Perjuangan Guru Honorer di Magelang, Nyambi Jadi Kuli Angkut Batu Saat Libur Mengajar

Ali mengawali kariernya sebagai operator di SDN Kejabang, Serang, Banten.

oleh Switzy Sabandar diperbarui 02 Jun 2023, 13:00 WIB
Diterbitkan 02 Jun 2023, 13:00 WIB
Muhammad Ali Imron
Muhammad Ali Imron, yang kini sudah menjadi P3K, di SMPN 1 Borobudur. (Foto, Hermanto Asrori)

Liputan6.com, Magelang - Muhammad Ali Imron bisa tersenyum lega. Penantiannya selama 10 tahun honorer tidak sia-sia.

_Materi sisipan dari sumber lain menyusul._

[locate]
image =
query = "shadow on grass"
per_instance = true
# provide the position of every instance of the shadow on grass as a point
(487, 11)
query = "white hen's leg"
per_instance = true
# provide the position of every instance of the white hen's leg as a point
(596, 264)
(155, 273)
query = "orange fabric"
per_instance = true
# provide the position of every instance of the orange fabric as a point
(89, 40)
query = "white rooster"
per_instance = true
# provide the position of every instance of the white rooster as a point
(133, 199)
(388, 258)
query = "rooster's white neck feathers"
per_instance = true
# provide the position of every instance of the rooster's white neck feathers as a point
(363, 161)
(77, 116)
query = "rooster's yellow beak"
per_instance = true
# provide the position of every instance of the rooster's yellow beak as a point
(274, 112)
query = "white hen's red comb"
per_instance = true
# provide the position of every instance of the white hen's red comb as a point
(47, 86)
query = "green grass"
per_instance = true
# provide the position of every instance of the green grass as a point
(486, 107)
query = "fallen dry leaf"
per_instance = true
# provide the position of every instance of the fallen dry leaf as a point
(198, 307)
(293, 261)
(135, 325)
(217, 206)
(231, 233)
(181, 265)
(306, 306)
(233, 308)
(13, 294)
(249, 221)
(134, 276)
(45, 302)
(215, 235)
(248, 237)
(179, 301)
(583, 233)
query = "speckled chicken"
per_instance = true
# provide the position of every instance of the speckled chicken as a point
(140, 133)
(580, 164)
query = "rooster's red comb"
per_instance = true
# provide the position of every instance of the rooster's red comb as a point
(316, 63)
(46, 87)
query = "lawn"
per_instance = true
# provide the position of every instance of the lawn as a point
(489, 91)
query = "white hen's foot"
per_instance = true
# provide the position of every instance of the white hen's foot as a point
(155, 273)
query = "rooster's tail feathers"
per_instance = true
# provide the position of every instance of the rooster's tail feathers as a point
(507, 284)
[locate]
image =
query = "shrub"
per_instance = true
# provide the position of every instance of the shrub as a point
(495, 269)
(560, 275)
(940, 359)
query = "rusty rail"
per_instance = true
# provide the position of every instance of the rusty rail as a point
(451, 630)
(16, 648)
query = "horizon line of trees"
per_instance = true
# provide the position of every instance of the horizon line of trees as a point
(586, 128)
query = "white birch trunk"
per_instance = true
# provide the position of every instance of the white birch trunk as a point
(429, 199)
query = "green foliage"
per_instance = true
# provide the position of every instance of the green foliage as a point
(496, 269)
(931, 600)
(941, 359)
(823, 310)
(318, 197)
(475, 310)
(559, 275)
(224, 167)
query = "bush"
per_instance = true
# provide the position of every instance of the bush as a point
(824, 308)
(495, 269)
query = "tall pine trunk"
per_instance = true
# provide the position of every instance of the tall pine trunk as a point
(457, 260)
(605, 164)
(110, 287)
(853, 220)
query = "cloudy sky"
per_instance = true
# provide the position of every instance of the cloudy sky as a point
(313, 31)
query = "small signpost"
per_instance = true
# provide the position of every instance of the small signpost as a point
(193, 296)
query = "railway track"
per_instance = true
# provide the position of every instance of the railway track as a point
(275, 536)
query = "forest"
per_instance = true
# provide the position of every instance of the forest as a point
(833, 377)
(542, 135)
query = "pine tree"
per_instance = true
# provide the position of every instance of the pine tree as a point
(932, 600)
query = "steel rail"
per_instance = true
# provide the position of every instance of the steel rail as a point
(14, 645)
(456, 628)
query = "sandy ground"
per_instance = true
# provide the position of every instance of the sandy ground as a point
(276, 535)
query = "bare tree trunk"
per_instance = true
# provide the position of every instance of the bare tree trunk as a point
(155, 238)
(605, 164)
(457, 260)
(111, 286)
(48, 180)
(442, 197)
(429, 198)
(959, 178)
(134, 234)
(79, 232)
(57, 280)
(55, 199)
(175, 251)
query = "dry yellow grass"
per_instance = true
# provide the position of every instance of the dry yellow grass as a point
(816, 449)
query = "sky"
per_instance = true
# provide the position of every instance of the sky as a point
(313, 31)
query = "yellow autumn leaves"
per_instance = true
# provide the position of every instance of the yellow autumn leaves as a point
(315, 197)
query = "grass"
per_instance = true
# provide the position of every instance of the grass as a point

Ia resmi dilantik menjadi Pegawai Pemerintah dengan Perjanjian Kerja (P3K) Kabupaten Magelang, Rabu (31/5/2023).

“Alhamdulillah akhirnya saya bisa diangkat menjadi P3K, sekarang saya ingin segera pulang ke Serang untuk bertemu ibu saya,” ujar Ali yang ternyata sudah empat tahun tidak pulang ke rumahnya karena belum memiliki uang.

Ali mengawali kariernya sebagai operator di SDN Kejabang, Serang, Banten. Pada 2018, ia sempat mengadu nasib ke Kabupaten Magelang.

Di sini, ia memperoleh kesempatan menjadi operator di SMP Muhammadiyah Tempuran. Ia rajin mengukuti ujian atau seleksi CPNS kala itu. Sayangnya, belum beruntung.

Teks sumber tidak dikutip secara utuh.